あみだくじ描(か)かれし路地にあゆみ入る旅の土産の葡萄を提げて

洪水の夢から昼にめざめれば家じゅうの壜まっすぐに立つ

あさがおに藍色の張り残りいる曇り日を来て薬をもらう

 

巻頭近くのページを繰っただけでも、たとえばこうした佳作と出会うことができる。世界は、豊かだ。

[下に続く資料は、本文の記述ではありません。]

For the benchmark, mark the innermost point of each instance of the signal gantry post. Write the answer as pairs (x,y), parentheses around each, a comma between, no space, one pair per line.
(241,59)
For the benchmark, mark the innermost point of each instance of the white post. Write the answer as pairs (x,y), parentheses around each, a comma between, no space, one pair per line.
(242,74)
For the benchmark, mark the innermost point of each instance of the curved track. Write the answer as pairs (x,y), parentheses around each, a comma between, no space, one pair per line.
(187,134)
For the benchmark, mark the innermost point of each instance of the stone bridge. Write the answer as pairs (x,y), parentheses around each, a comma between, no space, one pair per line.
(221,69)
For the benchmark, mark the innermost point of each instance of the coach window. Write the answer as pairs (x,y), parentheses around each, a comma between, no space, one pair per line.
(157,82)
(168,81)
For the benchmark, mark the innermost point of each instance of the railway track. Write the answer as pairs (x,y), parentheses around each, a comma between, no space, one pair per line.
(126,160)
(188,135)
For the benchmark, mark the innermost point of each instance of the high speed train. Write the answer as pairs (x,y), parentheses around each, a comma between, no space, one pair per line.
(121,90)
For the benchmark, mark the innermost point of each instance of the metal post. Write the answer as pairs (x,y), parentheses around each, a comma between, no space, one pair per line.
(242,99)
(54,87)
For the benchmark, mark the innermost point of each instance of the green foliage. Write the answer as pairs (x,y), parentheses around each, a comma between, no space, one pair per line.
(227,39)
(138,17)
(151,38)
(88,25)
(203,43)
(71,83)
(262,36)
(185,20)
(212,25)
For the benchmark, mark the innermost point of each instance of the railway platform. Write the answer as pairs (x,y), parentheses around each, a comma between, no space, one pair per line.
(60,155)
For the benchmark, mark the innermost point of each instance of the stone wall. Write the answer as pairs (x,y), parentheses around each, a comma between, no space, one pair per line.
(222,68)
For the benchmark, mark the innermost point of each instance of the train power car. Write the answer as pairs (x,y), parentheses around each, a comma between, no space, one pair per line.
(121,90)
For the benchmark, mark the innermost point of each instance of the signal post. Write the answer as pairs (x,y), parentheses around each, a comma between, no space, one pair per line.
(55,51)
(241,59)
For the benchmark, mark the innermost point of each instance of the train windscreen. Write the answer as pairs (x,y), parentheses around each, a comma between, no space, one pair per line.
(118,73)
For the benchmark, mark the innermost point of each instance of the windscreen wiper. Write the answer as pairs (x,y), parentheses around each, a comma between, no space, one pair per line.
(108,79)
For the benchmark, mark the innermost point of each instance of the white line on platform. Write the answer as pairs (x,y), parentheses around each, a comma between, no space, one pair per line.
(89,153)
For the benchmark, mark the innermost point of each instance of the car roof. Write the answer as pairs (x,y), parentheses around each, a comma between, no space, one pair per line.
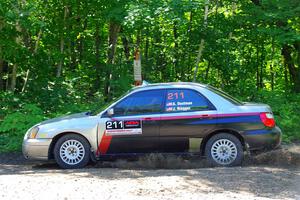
(147,86)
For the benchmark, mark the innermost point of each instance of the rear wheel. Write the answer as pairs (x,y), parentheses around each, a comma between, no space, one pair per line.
(72,151)
(224,149)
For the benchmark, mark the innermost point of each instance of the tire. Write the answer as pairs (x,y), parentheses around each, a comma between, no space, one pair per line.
(72,151)
(224,150)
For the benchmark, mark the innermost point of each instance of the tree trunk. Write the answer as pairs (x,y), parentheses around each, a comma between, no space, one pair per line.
(126,47)
(272,65)
(97,57)
(114,30)
(36,46)
(62,44)
(201,45)
(286,52)
(1,69)
(13,82)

吉川は、ていねいに向き合う。自然体で、しかしことばを研ぎ、世界を捉えていく。

 

陰暦の八月みたいにずれている二十五歳の父であること

あさがおはすずしき肺のごとく咲く六ヶ所村を異境に置きて

むんむんと二階がふくれてゆくような春雷の夜にふとん敷く妻

 

比喩は、吉川の大きな武器だろう。「陰暦の八月」「すずしき肺」「二階がふくれてゆく」。これらから喚起されるイメージはけっして直接的ではない。微妙なニュアンスを折りたたみながら、もの/ことの本質を掴んでいる。

 

ふるさとで日ごとに出遭う夕まぐれ林のなかに縄梯子垂る

 

吉川のふるさとは宮崎。帰省したふるさとの夕まぐれ。一日が終わろうとしている林に縄梯子が垂れている。こどもが遊びで使ったのだろうか、あるいは何かの作業のために掛けたのかもしれない。そこには、おそらく誰もいない。薄暗くなった林のなかに、ただ縄梯子だけが垂れている。印象的な光景だ。

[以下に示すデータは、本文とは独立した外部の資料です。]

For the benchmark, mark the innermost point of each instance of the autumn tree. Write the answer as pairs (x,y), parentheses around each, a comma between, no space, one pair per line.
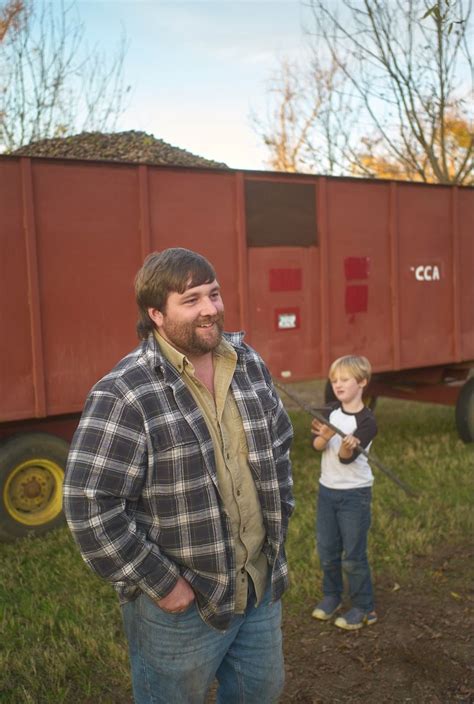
(404,90)
(51,82)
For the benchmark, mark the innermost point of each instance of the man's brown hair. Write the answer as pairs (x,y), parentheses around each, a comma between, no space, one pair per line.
(172,270)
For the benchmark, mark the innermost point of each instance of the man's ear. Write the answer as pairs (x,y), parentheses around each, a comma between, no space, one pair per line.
(156,316)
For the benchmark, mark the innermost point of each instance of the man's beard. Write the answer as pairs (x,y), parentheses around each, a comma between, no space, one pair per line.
(190,338)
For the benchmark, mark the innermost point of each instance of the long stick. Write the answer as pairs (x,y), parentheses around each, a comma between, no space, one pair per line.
(372,459)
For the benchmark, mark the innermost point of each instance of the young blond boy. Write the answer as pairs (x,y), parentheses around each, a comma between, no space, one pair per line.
(345,488)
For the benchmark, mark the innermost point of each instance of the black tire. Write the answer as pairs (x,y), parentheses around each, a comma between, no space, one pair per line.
(329,397)
(465,412)
(32,469)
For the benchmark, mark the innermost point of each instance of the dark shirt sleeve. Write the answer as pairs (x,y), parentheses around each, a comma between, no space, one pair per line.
(366,431)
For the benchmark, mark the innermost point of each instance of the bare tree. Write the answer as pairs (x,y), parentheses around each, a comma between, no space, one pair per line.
(305,109)
(51,83)
(10,17)
(405,77)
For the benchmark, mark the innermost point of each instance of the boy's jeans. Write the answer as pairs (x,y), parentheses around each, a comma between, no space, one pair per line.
(175,657)
(342,526)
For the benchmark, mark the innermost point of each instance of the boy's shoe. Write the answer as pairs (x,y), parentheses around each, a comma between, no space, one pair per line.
(355,618)
(326,608)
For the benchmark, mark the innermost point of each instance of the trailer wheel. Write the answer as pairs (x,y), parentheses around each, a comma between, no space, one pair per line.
(31,479)
(329,397)
(465,412)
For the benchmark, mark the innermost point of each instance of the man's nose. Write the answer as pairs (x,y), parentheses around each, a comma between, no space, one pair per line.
(208,307)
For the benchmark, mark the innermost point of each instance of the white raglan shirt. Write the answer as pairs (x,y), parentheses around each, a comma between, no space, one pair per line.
(354,472)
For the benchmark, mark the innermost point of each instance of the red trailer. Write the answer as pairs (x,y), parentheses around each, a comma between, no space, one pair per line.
(311,267)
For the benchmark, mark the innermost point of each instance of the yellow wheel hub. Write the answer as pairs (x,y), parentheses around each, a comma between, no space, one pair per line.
(33,492)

「ふるさとで日ごとに出遭う夕まぐれ」。「日ごとに」とは、毎日ということ。ふるさとで夕まぐれに毎日出遭う。それは、どういうありようなのだろう。

一冊には、「頭(づ)のなかで石の割れたる感じして子の頬を撲つ飯食べぬ子を」「鳳仙花の種で子どもを遊ばせて父はさびしい庭でしかない」「にがごりを煮る夕べかなふるさとでもう勉強をすることはない」「読んでいるページをいじる幼な子の指は見えずき学生の日に」といった作品も収められている。揺れやとまどい。こうした感情が、この一首のベースとなっているのだろう。

はじめて読んだのは10数年前だが、なんだかもっと昔から知っていたような気がする、そんな一首である。